Whisky Galore! (1949 film)
Whisky Galore! is a 1949 British comedy film produced by Ealing Studios, starring Basil Radford, Bruce Seton, Joan Greenwood and Gordon Jackson. It was the directorial debut of Alexander Mackendrick; the screenplay was by Compton Mackenzie, an adaptation of his 1947 novel Whisky Galore, and Angus MacPhail. The story—based on a true event, the running aground of the SS Politician—concerns a shipwreck off a fictional Scottish island, the inhabitants of which have run out of whisky because of wartime rationing. The islanders find out the ship is carrying 50,000 cases of whisky, some of which they salvage, against the opposition of the local Customs and Excise men.
It was filmed on the island of Barra; the weather was so poor that the production over-ran its 10-week schedule by five weeks, and the film went £20,000 over budget. Michael Balcon, the head of the studio, was unimpressed by the initial cut of the film, and one of Ealing's directors, Charles Crichton, added footage and re-edited the film before its release. Like other Ealing comedies, Whisky Galore! explores the actions of a small insular group facing and overcoming a more powerful opponent. An unspoken sense of community runs through the film, and the story reflects a time when the British Empire was weakening.
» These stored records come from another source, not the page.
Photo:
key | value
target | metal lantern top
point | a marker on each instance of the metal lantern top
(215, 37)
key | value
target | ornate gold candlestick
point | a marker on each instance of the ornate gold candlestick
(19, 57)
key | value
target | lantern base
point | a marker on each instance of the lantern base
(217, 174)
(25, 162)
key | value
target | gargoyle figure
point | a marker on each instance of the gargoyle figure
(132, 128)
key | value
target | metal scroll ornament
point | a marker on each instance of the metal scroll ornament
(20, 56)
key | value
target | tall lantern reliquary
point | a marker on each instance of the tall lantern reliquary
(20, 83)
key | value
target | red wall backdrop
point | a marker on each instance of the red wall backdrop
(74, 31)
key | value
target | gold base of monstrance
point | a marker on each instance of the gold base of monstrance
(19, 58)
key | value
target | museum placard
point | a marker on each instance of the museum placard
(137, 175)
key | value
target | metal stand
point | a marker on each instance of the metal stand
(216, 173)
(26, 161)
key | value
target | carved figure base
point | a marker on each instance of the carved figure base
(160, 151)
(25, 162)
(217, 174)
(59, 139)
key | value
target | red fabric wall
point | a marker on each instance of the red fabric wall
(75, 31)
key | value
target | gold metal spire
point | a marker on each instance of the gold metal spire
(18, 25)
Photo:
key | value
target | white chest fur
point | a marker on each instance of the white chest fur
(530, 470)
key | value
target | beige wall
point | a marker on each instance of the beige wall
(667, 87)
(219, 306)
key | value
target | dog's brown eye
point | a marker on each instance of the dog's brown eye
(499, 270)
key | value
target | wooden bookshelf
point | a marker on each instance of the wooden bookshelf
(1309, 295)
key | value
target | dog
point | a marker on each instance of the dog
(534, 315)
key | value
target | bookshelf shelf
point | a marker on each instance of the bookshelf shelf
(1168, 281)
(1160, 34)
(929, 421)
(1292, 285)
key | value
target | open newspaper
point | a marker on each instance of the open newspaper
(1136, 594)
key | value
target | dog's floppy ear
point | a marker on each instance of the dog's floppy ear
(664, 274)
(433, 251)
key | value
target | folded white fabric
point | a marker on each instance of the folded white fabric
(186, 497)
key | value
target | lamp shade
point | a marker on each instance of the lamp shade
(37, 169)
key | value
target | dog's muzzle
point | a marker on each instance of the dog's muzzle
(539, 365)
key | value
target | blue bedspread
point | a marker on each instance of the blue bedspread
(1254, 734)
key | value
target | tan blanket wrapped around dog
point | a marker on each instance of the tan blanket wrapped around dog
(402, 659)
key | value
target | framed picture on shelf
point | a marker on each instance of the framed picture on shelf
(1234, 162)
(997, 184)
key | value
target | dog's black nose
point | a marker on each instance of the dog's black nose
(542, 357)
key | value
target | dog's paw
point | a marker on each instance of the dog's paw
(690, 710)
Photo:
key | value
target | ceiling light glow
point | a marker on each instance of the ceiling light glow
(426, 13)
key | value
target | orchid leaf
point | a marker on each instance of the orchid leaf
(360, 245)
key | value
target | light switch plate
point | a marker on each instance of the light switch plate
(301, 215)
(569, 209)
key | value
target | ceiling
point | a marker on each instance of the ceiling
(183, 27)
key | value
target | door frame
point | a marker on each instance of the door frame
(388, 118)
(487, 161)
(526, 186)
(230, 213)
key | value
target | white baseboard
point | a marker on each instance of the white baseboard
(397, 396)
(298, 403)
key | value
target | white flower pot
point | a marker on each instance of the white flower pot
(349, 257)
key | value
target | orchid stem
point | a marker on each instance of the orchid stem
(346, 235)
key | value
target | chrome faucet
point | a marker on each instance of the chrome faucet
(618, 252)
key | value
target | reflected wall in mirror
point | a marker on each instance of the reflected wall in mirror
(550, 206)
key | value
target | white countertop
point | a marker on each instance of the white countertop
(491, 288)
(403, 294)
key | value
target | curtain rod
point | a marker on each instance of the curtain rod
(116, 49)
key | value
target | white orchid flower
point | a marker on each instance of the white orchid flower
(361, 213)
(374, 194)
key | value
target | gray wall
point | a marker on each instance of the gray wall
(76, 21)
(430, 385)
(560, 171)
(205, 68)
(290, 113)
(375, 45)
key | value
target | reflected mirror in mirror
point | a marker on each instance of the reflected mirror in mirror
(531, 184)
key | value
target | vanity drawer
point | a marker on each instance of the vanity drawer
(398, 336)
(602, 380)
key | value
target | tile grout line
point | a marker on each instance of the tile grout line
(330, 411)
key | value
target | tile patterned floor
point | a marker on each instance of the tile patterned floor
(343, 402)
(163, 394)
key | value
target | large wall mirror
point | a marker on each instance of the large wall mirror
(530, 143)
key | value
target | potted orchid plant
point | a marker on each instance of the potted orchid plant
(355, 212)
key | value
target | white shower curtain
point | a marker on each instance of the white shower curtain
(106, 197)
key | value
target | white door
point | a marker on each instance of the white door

Whisky Galore! was well received on release. It came out in the same year as Passport to Pimlico and Kind Hearts and Coronets, leading to 1949 being remembered as one of the peak years of the Ealing comedies. In the US, where Whisky Galore! was renamed Tight Little Island, the film became the first from the studios to achieve box office success. It was followed by a sequel, Rockets Galore! in 1957. Whisky Galore! has since been adapted for the stage, and a remake was released in 2016.
Plot
The inhabitants of the isolated Scottish island of Todday in the Outer Hebrides are largely unaffected by wartime rationing until 1943, when the supply of whisky runs out. As a result, gloom descends on the disconsolate islanders. In the midst of this catastrophe, Sergeant Odd returns on leave from the army to court Peggy, the daughter of the local shopkeeper, Joseph Macroon. Odd had previously assisted with setting up the island's Home Guard unit. Meanwhile, Macroon's other daughter, Catriona, has just become engaged to a meek schoolteacher, George Campbell, although Campbell's stern, domineering mother refuses to give her approval.During a night-time fog, the freighter SS Cabinet Minister runs aground near Todday and begins to sink. Two local inhabitants, the Biffer and Sammy MacCodrun, row out to lend assistance, and learn from its departing crew that the cargo consists of 50,000 cases of whisky. They quickly spread the news.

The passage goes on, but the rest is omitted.